Uma prévia sobre pulsão, suas representações e o conhecimento científico


A pulsão é inicialmente citada como “instinto”, quando traduzida do inglês [instinct], ou como impulso/pulsão” quando traduzida do alemão [Trieb]. A pulsão, para Freud, é algo que nunca se torna objeto da consciência pois ela necessita de uma representação [Vorstellung] e ainda de um representante [Repräsentanz] que a conduza até o Consciente. Assim, o que pode vir a se tornar  consciente é o representante desta representação [Vorstellungsrepräsentanz]. Para Freud, no texto sobre O recalque, “além da representação, outro elemento representativo da pulsão tem de ser levado em consideração” (Freud, 1915/1996, p.157). Nesse sentido, partindo da ideia inicial de uma indistinção entre a própria pulsão e seu representante, Freud irá traçar nos textos seguintes, em especial O recalque e O inconsciente, uma distinção mais acentuada entre estes dois pontos.
As nomeações para as moções pulsionais [Triebregingen] surgiram pela primeira vez em Atos Obsessivos e Práticas Religiosas (Freud, 1907/1996), mas já existiam anteriormente caracterizados como excitações ou estímulos endógenos. Podemos diferenciar o estímulo da pulsão a partir de sua constância: enquanto o estímulo se dá como uma força geradora de um impacto, a pulsão atua como uma força que é sempre constante. Até 1910, Freud dizia de uma pulsão sexual que usava da libido como expressão; só depois o conceito de pulsão do eu foi introduzido aos textos como um impulso de autopreservação; a pulsão de morte só vem a surgir no ano de 1920, em Além do princípio de prazer, sendo nela consideradas as pulsões agressivas e destrutivas.

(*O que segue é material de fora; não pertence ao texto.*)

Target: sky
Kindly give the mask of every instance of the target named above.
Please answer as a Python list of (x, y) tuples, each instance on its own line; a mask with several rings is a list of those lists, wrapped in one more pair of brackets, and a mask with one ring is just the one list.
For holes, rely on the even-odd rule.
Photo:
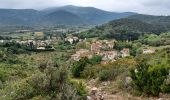
[(44, 9), (64, 5), (90, 6), (112, 12), (170, 15), (170, 0), (0, 0), (0, 8)]

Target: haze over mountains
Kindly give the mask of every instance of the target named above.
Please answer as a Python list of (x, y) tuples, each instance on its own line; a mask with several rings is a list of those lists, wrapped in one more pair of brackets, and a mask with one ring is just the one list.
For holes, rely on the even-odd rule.
[(161, 34), (170, 31), (170, 16), (132, 15), (110, 21), (82, 32), (79, 37), (115, 38), (136, 40), (144, 34)]
[(103, 24), (136, 13), (114, 13), (93, 7), (63, 6), (37, 11), (34, 9), (0, 9), (0, 25), (77, 25)]

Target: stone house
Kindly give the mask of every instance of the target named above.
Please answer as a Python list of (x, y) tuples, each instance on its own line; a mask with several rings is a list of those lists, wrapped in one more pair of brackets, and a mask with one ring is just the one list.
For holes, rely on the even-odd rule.
[(123, 50), (120, 51), (122, 57), (130, 56), (130, 50), (129, 48), (123, 48)]

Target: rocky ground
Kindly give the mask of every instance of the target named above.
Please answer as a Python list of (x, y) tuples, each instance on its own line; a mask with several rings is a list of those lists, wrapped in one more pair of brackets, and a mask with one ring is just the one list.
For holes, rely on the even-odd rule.
[(170, 100), (169, 95), (161, 95), (160, 98), (147, 98), (147, 97), (134, 97), (128, 93), (117, 92), (112, 93), (106, 88), (112, 84), (111, 82), (97, 83), (96, 80), (87, 82), (87, 89), (90, 95), (87, 96), (88, 100)]

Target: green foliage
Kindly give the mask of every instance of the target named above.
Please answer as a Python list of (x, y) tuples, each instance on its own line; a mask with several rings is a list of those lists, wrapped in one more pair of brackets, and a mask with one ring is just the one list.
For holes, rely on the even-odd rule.
[(98, 64), (98, 63), (100, 63), (101, 61), (102, 61), (102, 56), (100, 56), (100, 55), (94, 55), (94, 56), (90, 59), (90, 63), (91, 63), (92, 65)]
[[(137, 90), (142, 91), (148, 95), (159, 96), (164, 81), (169, 75), (170, 66), (157, 65), (151, 66), (146, 62), (139, 63), (136, 69), (130, 71), (131, 78)], [(163, 87), (161, 89), (161, 86)]]
[(75, 62), (72, 66), (72, 74), (74, 77), (80, 77), (81, 73), (85, 69), (86, 65), (88, 64), (89, 59), (88, 58), (81, 58), (79, 61)]
[(102, 71), (99, 73), (99, 80), (100, 80), (100, 81), (107, 81), (107, 80), (109, 80), (109, 77), (111, 77), (111, 76), (110, 76), (111, 73), (112, 73), (112, 72), (109, 71), (109, 70), (102, 70)]
[(139, 42), (142, 44), (150, 45), (150, 46), (162, 46), (169, 45), (169, 35), (170, 33), (162, 33), (160, 35), (155, 34), (145, 34), (143, 37), (139, 38)]

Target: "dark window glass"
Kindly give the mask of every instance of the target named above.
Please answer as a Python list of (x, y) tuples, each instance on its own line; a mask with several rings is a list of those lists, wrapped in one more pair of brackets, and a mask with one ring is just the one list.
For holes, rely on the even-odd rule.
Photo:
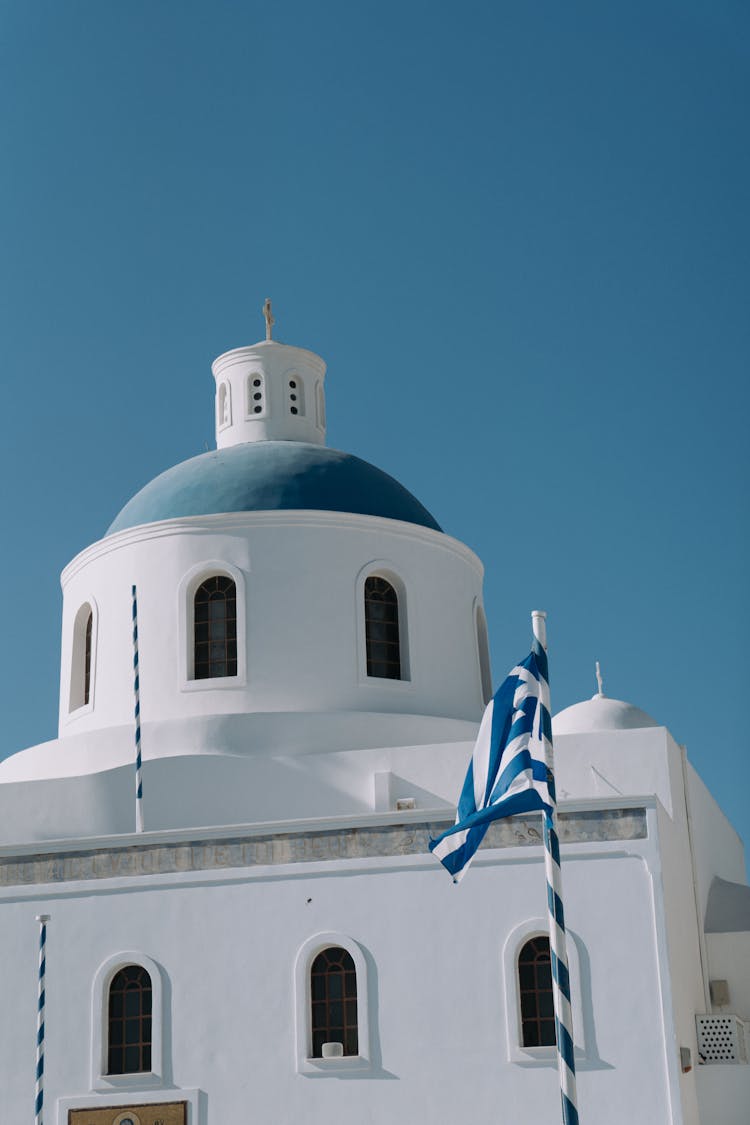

Durante o nosso estudo, nos depararemos com variados conceitos e até mesmo divergências entre eles – como já ocorrido até o momento. Para isso, é importante que saibamos como o conhecimento científico é elaborado, e nesse sentido Freud apresenta uma boa introdução em seu texto Pulsões e destinos da pulsão (1915/1996). A primeira etapa é a descrição do fenômeno a ser o objeto de estudo; as ideias que aparecerem nessa etapa serão os conceitos básicos da ciência; os conceitos científicos só serão elaborados após uma investigação completa no campo da observação, e assim se tornará uma definição.
A pulsão pode ser considerada como um conceito básico, que apesar de essencial ainda necessita de um aprofundamento em seus estudos. Esse conceito esbarra e atravessa conteúdos de diversos ângulos, como por exemplo, o estímulo e estímulo mental em fisiologia. Nesse sentido, tentaremos, nos próximos encontros, estabelecer um diferencial entre estímulos fisiológicos, estímulos instintuais (no sentido biológico) e estímulos pulsionais.